First, given the path to the dataset,
BaseDataset
will construct a scenario database (dictionary format). The scenarior database is indexed by scenarior id, agent id and timestamp and returns file pathes for various sensors and saved yaml data. Here is an example of how the database structured:
{scenario_id :
{agent_1 :
{timestamp1 :
{yaml: path (str),
lidar: path (str),
cameras: alist of path to 4 dfferent cameras}}}}
Second, during the runtime, given an index from PyTorch dataloader,
BaseDataset
will retrieve the corresponding path information from scenario database, load the data from disk and return the raw format data:
{cav_id :
{ego : True or False, # whether this CAV is regarded as ego
params: a dictionary, # contains all metadata of this CAV and annotations for surrounding objects
lidar_np: a (n, 4) numpy array for the raw point cloud,
camera_rgbs: a list of rgb images from 4 cameras on the CAV.
}
}
EarlyFusion, LateFusion, IntermediateFusion dataset
All of these 3 classes will inherit the BaseDataset
to first construct a scenario database. During runtime, they will first call the __get_item__
function from BaseDataset
to get the raw format data. Next, they will do:
Project all objects’ bounding box coordinates from Carla Map global reference to the ego vehicle’s reference. Note that for late fusion, the CAV project to its own coordinate frame instead of the ego vehicle.
For early fusion and intermediate fusion, all agents will project their LiDAR point clouds to ego vehicle’s coordinate frame.
Call the corresponding
PreProcessor
to convert the raw point clouds to voxel/bev features.Call the corresponding
PostProcessor
to convert the objects annotation to the correct format for the loss computing.Structure all the information in a dictionary. The processed format will be:
{ agent_id:
{ 'object_bbx_center': numpy array, # the bounding boxes of all objects with padding
'object_bbx_mask': numpy array, # indicate the valid index for object_bbx_center
'object_ids': a list of integer, # objects
'anchor_box': numpy array, # pre-defined anchor box for detection
'processed_lidar': numpy array, # voxel/bev features generated from preprocessor
'label_dict': numpy array, # the groundtruth that can be directly used for computing loss during training
}
}
Notice here we just mention the general process and data format, these 3 classes have some differences in details.
For example, early fusion and intermediate fusion only have a single agent_id
element – ego
, while late fusion
has multiple agent_id
. Please read the code for more details.
Collate Function
As our data format is customized, all 3 dataset classes have their own collate_fn
for the PyTorch dataloader.
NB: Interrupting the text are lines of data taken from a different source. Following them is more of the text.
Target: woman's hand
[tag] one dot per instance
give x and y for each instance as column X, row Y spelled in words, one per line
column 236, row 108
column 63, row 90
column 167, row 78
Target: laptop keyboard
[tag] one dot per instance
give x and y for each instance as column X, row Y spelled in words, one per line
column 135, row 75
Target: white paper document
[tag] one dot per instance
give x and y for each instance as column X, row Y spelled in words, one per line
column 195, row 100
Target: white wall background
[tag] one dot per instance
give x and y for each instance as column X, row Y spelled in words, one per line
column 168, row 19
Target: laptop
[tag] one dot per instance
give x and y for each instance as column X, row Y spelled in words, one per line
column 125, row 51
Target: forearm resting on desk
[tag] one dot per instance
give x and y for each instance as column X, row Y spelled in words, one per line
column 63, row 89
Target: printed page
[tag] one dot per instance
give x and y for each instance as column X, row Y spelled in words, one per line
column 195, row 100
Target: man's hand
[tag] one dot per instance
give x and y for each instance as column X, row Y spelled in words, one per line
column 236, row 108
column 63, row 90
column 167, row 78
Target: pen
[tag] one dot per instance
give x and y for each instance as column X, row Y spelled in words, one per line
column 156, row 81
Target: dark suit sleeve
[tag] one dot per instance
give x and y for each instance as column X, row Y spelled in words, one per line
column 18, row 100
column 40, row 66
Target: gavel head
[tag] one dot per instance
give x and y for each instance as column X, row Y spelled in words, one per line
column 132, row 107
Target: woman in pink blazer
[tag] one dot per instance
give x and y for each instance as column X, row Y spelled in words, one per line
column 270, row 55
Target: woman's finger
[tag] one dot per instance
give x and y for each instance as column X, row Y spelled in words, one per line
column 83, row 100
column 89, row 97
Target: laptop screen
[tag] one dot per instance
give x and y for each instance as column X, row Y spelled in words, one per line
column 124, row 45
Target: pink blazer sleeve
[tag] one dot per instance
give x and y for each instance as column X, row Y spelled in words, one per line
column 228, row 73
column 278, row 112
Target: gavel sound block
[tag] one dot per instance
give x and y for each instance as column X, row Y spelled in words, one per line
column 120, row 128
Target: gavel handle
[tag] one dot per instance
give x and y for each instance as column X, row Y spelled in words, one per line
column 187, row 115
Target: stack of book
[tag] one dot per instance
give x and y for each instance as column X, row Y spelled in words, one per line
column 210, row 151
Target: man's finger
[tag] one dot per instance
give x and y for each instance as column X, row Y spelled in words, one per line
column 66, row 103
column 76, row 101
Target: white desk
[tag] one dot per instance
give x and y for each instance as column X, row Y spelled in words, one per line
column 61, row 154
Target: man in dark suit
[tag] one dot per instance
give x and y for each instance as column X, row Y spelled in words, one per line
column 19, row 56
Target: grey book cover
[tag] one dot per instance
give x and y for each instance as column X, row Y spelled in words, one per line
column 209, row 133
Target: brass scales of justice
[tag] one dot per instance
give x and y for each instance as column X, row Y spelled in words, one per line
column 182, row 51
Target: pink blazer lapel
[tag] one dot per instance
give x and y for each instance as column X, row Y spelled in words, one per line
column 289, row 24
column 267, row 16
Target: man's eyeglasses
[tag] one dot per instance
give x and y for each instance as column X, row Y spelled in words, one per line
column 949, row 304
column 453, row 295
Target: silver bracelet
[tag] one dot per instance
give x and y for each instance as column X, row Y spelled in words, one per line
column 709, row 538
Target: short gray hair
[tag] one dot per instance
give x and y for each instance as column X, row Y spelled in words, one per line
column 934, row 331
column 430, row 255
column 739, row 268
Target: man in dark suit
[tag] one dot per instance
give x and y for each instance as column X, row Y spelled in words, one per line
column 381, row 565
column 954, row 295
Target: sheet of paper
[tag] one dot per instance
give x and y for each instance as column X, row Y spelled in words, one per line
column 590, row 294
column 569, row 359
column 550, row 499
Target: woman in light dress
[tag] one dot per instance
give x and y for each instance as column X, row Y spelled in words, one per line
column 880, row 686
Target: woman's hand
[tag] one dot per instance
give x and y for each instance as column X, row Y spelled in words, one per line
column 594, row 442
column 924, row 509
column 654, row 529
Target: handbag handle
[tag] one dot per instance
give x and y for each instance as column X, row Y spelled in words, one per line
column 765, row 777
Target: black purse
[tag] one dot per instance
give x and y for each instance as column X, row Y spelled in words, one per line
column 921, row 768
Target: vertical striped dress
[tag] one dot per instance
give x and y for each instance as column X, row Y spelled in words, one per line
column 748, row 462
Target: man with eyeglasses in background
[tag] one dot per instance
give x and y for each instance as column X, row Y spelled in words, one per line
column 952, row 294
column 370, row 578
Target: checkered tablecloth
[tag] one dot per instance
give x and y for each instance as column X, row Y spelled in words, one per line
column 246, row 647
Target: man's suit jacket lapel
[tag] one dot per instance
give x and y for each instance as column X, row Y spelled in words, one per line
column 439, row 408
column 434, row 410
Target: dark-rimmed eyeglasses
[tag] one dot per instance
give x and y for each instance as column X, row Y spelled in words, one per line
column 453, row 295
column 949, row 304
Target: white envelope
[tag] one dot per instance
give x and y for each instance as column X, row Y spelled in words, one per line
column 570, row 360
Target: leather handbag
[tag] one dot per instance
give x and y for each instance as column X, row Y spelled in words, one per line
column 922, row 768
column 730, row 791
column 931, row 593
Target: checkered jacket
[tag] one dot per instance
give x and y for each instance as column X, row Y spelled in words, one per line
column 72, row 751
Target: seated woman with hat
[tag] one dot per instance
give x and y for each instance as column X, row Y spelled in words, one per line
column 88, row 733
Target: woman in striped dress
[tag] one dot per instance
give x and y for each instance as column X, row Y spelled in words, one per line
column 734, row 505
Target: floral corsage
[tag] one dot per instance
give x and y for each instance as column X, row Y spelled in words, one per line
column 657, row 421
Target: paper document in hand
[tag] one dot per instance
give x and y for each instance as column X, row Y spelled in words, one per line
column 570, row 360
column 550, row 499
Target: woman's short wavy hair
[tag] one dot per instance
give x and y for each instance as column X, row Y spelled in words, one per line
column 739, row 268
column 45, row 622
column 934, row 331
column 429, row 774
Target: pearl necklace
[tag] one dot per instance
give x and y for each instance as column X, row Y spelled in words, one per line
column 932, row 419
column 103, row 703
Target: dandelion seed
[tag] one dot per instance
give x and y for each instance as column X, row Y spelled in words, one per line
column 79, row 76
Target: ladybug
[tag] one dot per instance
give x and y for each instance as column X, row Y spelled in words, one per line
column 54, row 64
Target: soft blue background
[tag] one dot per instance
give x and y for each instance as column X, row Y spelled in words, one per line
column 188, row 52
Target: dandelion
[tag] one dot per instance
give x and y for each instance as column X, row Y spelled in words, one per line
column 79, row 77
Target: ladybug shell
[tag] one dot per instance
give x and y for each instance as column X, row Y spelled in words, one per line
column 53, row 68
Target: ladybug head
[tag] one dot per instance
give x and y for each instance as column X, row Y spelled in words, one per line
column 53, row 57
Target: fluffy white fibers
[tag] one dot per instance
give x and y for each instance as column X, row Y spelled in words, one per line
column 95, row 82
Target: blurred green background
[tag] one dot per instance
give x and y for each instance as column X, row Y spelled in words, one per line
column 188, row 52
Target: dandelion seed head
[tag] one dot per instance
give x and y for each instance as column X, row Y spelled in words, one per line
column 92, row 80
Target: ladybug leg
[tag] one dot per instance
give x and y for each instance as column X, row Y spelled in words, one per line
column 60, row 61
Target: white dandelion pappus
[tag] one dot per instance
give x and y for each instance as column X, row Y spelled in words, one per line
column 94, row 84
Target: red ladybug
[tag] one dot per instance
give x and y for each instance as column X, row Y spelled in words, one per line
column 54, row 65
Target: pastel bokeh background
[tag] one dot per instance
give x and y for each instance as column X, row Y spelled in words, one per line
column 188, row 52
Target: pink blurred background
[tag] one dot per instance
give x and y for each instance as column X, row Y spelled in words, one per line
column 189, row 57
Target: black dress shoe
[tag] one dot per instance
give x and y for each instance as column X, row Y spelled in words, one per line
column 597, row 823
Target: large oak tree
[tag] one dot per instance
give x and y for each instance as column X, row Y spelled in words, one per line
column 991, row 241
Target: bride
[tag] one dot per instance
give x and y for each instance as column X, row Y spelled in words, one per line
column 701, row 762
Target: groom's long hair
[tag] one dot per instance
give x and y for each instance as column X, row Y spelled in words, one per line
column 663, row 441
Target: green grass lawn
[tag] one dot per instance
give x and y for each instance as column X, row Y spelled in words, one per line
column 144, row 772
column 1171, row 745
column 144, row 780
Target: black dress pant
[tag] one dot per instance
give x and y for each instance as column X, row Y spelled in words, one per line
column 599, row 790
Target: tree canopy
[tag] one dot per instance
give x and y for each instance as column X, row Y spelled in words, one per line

The output of the collate function will be a similar dictionary as the one mentioned above except that all values are now in torch.Tensor format.
Preprocessor and Postprocessor
The preprocessor is mainly used to convert the raw point clouds to voxels or 2D bev features (refer to PIXOR paper).
The postprocessor has three purposes:
Convert the bounding boxes of the objects to the correct format so that the models can use to compute the loss.
Generate the predefined anchor box if needed.
Convert the output of the models to the correct format for evaluation and visualization.
Models
All the models’ architecture designs are saved in opencood/models
. For early fusion and late fusion, each model file only have the backbone codes. For intermediate fusion, the model files have both backbone and fusion net codes.